Crackdown on Defense Lawyers Is Intensified in China
By Joseph Kahn | The New York Times
August 18, 2006
BEIJING, Aug. 18 — Chinese officials intensified a crackdown on defense lawyers today, the latest sign that Communist Party leaders are determined to stamp out legal challenges to their authority.
In Beijing, the police detained Gao Zhisheng, one of the country’s most outspoken lawyers and dissidents, on suspicion of criminal activity, according to reports in state-run news media.
In Shandong Province, another well-known dissident legal expert, Chen Guangcheng, was tried today in a closed criminal trial that Mr.
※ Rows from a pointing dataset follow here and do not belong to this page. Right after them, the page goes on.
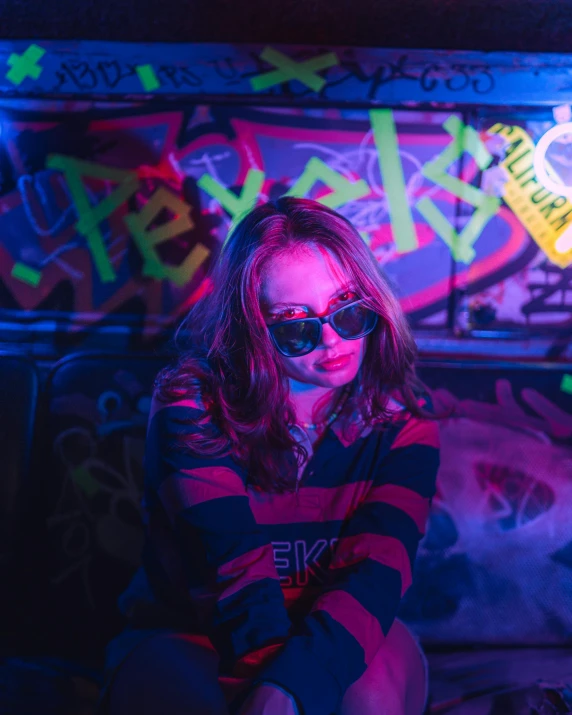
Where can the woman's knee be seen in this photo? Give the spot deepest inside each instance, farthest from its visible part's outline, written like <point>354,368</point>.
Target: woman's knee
<point>395,682</point>
<point>168,674</point>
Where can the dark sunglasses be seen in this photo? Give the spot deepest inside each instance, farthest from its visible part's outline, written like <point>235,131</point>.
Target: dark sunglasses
<point>294,338</point>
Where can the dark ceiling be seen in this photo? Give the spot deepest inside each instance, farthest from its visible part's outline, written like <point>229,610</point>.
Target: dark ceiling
<point>539,26</point>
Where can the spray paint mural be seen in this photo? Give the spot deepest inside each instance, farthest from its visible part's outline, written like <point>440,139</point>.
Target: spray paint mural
<point>115,214</point>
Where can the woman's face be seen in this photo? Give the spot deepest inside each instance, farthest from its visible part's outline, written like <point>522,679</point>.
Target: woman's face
<point>310,283</point>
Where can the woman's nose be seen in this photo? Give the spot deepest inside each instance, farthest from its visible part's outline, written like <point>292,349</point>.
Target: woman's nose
<point>329,335</point>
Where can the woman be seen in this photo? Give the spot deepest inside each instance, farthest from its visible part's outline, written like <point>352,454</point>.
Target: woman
<point>289,470</point>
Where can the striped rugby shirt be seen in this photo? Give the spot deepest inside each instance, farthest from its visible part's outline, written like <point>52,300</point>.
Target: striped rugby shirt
<point>295,589</point>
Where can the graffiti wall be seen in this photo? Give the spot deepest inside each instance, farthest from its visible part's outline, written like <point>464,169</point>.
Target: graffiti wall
<point>113,214</point>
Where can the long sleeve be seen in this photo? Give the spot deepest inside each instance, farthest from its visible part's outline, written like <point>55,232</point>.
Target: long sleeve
<point>369,573</point>
<point>227,561</point>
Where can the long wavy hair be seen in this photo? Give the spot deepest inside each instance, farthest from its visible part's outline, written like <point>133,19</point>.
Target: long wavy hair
<point>226,357</point>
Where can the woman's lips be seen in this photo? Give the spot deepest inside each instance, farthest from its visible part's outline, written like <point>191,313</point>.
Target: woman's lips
<point>335,364</point>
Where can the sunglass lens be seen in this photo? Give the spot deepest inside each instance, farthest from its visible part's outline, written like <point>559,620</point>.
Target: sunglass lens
<point>297,338</point>
<point>354,321</point>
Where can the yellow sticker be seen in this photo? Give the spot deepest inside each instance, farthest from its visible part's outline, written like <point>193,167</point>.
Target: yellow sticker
<point>546,216</point>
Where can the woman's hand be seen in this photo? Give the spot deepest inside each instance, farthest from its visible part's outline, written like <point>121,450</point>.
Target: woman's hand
<point>268,700</point>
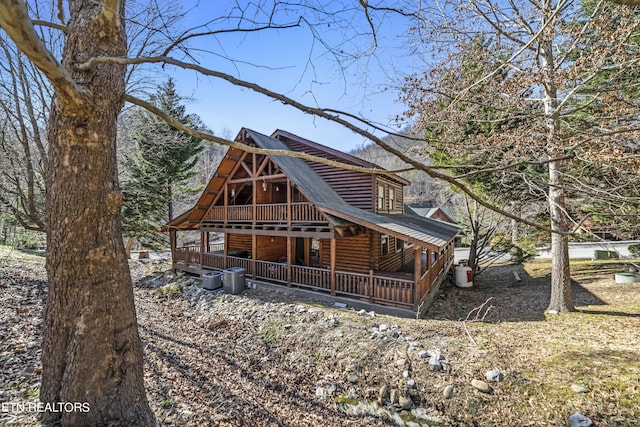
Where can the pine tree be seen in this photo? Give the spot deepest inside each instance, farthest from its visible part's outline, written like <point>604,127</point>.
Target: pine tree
<point>159,167</point>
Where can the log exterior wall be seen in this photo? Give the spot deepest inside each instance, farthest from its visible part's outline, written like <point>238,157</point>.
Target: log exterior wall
<point>271,251</point>
<point>352,253</point>
<point>241,242</point>
<point>354,187</point>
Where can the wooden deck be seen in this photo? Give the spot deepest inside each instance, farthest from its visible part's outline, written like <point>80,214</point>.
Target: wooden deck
<point>385,288</point>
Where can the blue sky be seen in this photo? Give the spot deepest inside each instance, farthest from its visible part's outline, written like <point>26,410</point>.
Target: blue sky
<point>292,62</point>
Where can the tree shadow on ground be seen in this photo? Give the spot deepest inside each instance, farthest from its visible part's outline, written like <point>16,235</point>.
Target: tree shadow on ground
<point>236,375</point>
<point>497,296</point>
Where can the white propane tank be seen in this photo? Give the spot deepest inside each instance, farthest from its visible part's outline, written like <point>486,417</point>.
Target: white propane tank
<point>463,276</point>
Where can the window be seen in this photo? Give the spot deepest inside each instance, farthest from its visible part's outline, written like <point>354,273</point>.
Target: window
<point>380,197</point>
<point>384,240</point>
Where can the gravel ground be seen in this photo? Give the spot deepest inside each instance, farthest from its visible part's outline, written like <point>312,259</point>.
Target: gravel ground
<point>262,358</point>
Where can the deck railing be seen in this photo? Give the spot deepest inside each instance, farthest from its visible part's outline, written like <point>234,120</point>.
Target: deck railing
<point>317,278</point>
<point>376,288</point>
<point>274,212</point>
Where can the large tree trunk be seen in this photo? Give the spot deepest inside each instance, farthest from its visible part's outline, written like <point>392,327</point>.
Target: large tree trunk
<point>561,296</point>
<point>91,351</point>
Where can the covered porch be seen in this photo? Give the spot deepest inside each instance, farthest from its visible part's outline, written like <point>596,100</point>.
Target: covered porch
<point>409,290</point>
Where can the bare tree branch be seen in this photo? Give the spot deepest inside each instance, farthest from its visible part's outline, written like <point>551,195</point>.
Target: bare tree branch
<point>15,21</point>
<point>267,152</point>
<point>320,112</point>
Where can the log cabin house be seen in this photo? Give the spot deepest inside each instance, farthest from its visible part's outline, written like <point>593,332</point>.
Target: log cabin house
<point>299,223</point>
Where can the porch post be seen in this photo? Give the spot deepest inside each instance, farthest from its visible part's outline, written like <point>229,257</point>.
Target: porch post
<point>332,265</point>
<point>173,242</point>
<point>417,269</point>
<point>371,263</point>
<point>254,253</point>
<point>225,249</point>
<point>289,256</point>
<point>289,201</point>
<point>201,250</point>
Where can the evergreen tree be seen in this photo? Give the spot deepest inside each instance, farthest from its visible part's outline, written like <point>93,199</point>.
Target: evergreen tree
<point>160,166</point>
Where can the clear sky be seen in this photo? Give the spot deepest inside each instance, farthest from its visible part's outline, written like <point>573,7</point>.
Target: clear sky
<point>294,63</point>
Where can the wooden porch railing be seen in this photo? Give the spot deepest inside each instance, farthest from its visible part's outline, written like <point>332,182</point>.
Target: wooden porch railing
<point>317,278</point>
<point>376,288</point>
<point>275,212</point>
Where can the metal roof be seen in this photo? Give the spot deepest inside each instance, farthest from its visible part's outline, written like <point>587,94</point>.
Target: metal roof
<point>409,226</point>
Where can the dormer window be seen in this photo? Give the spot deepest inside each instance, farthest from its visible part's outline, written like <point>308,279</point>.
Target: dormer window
<point>380,197</point>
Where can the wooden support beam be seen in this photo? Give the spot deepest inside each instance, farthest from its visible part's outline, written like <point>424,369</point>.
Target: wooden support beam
<point>254,254</point>
<point>201,251</point>
<point>332,266</point>
<point>289,258</point>
<point>417,274</point>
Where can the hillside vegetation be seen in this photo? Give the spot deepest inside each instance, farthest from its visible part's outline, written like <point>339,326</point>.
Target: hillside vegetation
<point>270,358</point>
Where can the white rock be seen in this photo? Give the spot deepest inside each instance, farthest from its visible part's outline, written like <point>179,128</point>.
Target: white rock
<point>578,388</point>
<point>494,375</point>
<point>448,392</point>
<point>579,420</point>
<point>481,386</point>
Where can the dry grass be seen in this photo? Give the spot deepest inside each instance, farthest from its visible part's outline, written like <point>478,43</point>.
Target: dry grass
<point>253,359</point>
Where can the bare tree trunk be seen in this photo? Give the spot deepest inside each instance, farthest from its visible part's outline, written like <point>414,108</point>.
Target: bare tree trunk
<point>561,295</point>
<point>91,348</point>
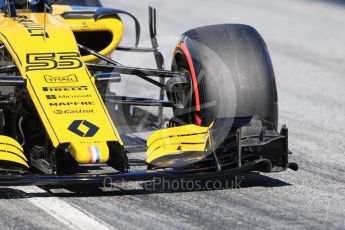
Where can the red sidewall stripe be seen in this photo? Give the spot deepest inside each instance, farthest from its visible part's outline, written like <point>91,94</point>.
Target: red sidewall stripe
<point>185,50</point>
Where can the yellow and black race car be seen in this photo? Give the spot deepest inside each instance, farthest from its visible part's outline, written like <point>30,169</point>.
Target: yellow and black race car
<point>55,67</point>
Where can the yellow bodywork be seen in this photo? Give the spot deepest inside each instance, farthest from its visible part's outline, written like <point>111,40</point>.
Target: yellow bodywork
<point>61,87</point>
<point>12,155</point>
<point>85,23</point>
<point>174,147</point>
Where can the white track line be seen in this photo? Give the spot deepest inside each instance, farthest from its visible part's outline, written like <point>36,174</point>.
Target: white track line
<point>65,213</point>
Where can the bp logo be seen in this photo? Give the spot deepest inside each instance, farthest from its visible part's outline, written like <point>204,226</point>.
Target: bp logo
<point>83,128</point>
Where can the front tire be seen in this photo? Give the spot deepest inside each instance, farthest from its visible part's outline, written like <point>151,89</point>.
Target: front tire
<point>231,75</point>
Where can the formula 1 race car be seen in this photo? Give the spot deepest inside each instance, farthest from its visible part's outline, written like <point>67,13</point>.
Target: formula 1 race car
<point>55,106</point>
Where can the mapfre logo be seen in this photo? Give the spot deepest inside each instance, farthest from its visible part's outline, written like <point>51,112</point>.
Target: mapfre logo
<point>72,78</point>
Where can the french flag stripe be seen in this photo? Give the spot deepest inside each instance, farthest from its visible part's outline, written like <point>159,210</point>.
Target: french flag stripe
<point>95,154</point>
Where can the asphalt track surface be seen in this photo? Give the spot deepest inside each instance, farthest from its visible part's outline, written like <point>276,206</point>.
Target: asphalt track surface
<point>306,40</point>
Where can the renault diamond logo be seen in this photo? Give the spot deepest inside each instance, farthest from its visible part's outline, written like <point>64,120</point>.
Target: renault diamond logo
<point>83,128</point>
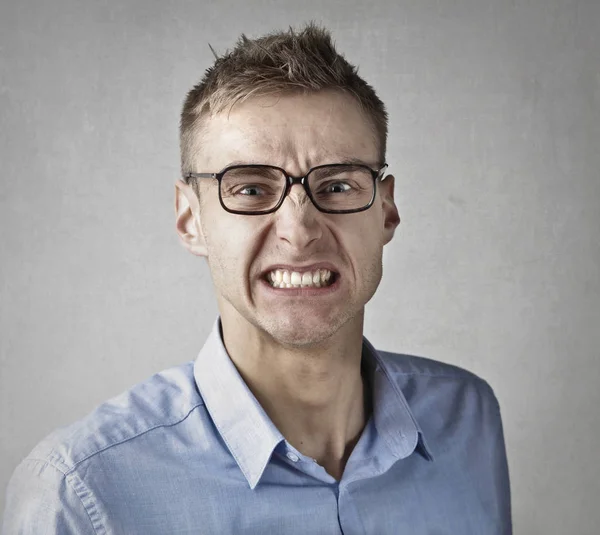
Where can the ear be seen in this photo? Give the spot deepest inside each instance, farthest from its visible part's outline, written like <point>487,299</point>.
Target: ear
<point>187,219</point>
<point>391,217</point>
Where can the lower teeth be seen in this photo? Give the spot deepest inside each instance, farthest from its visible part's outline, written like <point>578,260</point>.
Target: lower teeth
<point>287,285</point>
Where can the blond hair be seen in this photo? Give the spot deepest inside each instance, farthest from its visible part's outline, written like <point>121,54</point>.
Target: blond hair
<point>277,63</point>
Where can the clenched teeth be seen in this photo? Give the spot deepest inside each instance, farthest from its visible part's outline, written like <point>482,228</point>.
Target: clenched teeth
<point>282,278</point>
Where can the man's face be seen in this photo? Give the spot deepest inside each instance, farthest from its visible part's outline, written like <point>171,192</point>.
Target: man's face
<point>294,132</point>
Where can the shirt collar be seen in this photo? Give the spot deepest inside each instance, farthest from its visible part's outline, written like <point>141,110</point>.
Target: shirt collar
<point>250,434</point>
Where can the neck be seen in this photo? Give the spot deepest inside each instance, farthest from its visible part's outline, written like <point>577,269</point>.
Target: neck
<point>315,396</point>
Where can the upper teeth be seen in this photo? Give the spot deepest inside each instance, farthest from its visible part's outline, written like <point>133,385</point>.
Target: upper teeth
<point>282,278</point>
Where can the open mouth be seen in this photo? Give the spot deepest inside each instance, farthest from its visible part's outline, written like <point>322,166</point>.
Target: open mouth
<point>317,278</point>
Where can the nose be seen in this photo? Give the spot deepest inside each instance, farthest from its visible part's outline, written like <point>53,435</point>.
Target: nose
<point>297,220</point>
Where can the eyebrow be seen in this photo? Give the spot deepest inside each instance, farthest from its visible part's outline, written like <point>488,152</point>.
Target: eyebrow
<point>349,160</point>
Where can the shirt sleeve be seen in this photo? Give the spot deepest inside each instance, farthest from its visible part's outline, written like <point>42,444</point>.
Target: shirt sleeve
<point>40,501</point>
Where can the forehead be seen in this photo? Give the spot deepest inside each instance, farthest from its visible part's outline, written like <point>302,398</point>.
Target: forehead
<point>293,131</point>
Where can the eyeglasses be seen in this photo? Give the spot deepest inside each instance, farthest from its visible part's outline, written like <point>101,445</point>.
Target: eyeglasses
<point>261,189</point>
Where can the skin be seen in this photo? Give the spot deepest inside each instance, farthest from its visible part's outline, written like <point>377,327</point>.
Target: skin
<point>300,355</point>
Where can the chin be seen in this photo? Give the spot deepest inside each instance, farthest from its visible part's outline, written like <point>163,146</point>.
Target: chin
<point>299,333</point>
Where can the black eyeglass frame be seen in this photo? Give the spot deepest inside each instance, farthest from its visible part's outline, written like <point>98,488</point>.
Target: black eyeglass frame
<point>291,180</point>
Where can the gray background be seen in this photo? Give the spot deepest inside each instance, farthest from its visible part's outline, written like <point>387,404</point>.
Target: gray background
<point>495,142</point>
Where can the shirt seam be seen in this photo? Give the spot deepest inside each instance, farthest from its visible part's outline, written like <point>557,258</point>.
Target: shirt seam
<point>56,457</point>
<point>48,462</point>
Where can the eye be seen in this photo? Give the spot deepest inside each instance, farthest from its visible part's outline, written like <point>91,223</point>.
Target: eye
<point>249,190</point>
<point>337,187</point>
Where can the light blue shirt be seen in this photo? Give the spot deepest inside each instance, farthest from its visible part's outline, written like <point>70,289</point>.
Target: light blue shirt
<point>191,451</point>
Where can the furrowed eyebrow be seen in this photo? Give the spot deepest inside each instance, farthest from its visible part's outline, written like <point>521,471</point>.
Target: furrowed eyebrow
<point>346,160</point>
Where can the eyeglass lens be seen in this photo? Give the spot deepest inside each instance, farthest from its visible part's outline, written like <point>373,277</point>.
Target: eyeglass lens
<point>255,189</point>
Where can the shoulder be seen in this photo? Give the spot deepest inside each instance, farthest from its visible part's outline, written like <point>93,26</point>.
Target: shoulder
<point>437,391</point>
<point>401,364</point>
<point>164,399</point>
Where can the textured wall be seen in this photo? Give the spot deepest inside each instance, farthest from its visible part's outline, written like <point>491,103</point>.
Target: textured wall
<point>495,142</point>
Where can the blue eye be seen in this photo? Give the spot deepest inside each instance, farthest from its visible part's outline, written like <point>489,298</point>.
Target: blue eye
<point>337,187</point>
<point>249,190</point>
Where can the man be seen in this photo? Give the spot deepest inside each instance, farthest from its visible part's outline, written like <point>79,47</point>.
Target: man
<point>289,421</point>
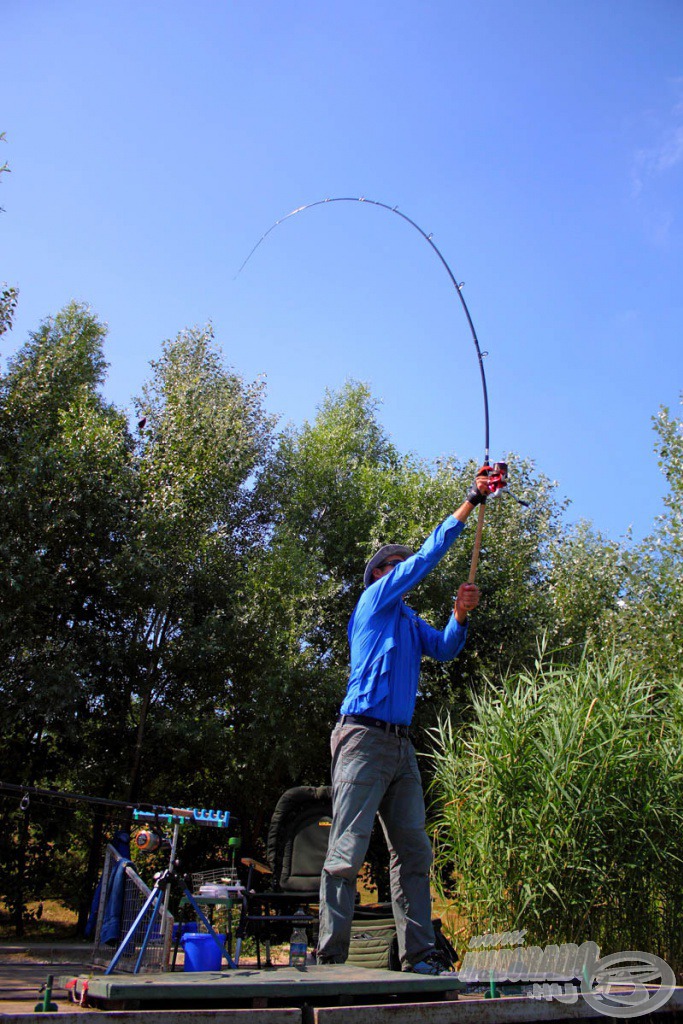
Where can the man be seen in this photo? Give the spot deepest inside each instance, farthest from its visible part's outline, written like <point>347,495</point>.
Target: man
<point>374,768</point>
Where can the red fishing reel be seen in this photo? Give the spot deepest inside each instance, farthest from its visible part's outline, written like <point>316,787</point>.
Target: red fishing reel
<point>497,476</point>
<point>497,479</point>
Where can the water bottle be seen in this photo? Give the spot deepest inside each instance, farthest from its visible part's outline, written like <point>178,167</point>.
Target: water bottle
<point>298,941</point>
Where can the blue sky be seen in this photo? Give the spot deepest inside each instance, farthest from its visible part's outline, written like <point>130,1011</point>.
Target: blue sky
<point>541,141</point>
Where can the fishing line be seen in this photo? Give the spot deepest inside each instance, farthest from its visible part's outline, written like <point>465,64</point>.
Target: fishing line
<point>428,238</point>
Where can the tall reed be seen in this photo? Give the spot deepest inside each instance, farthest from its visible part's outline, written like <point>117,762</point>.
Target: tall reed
<point>559,808</point>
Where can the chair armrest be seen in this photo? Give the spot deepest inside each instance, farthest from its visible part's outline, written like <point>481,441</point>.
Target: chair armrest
<point>256,864</point>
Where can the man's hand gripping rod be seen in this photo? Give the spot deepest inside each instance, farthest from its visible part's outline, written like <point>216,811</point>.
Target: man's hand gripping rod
<point>495,477</point>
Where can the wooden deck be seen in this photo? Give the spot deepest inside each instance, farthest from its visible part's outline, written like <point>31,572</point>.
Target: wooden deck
<point>333,985</point>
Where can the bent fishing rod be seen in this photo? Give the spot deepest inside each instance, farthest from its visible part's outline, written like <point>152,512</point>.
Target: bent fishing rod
<point>497,474</point>
<point>140,812</point>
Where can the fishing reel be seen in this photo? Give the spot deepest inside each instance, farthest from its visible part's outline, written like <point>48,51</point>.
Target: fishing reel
<point>148,841</point>
<point>497,480</point>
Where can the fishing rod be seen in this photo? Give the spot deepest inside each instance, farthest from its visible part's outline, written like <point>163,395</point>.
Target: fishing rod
<point>497,474</point>
<point>140,811</point>
<point>428,238</point>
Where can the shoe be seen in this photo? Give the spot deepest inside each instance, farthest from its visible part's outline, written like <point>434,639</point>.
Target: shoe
<point>431,963</point>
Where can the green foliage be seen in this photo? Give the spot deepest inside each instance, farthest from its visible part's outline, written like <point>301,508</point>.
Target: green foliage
<point>558,809</point>
<point>175,599</point>
<point>649,621</point>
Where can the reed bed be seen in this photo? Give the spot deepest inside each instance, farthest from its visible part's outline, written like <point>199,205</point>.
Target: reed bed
<point>559,807</point>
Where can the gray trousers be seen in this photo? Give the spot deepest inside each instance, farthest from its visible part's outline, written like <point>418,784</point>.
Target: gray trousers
<point>374,772</point>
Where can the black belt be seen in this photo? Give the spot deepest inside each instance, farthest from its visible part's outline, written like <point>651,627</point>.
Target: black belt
<point>375,723</point>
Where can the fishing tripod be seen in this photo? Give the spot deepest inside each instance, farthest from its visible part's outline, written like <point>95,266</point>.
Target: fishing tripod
<point>164,883</point>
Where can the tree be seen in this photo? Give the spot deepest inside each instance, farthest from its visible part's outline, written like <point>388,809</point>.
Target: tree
<point>8,294</point>
<point>66,487</point>
<point>649,620</point>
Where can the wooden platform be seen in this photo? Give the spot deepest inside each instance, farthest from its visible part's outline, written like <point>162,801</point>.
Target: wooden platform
<point>331,985</point>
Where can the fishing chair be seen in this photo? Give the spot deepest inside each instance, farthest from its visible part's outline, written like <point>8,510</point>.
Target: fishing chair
<point>296,849</point>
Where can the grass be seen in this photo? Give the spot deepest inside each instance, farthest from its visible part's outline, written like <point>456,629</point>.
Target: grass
<point>559,809</point>
<point>50,921</point>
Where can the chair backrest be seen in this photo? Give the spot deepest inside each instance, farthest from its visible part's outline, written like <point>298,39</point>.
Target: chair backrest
<point>298,838</point>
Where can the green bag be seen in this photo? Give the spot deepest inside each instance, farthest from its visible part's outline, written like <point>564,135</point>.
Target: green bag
<point>374,944</point>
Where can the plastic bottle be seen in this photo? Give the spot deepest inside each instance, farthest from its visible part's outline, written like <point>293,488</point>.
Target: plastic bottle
<point>298,941</point>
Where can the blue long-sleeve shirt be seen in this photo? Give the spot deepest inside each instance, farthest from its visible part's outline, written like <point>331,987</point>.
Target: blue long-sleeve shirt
<point>388,639</point>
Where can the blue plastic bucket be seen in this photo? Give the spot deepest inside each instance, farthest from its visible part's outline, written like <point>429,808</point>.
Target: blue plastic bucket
<point>202,953</point>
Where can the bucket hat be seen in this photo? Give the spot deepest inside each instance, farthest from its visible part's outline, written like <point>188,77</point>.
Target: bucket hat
<point>381,556</point>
Chen’s defense attorneys condemned as a heavy-handed political persecution.
While the Chinese leadership is eager to create the impression that it is building an impartial legal system, the latest actions suggest that at least some powerful officials want to curtail the growing use of lawsuits to contest abuses of power, human rights violations, land seizures and official corruption.
The ruling party has encouraged the idea that ordinary people have legal rights, as a way of checking petty corruption, improving efficiency and channeling social grievances into the party-controlled judicial system.
But a surge in social unrest in recent years, including protests by people who feel thwarted in exercising their constitutional rights, has alarmed local and national leaders.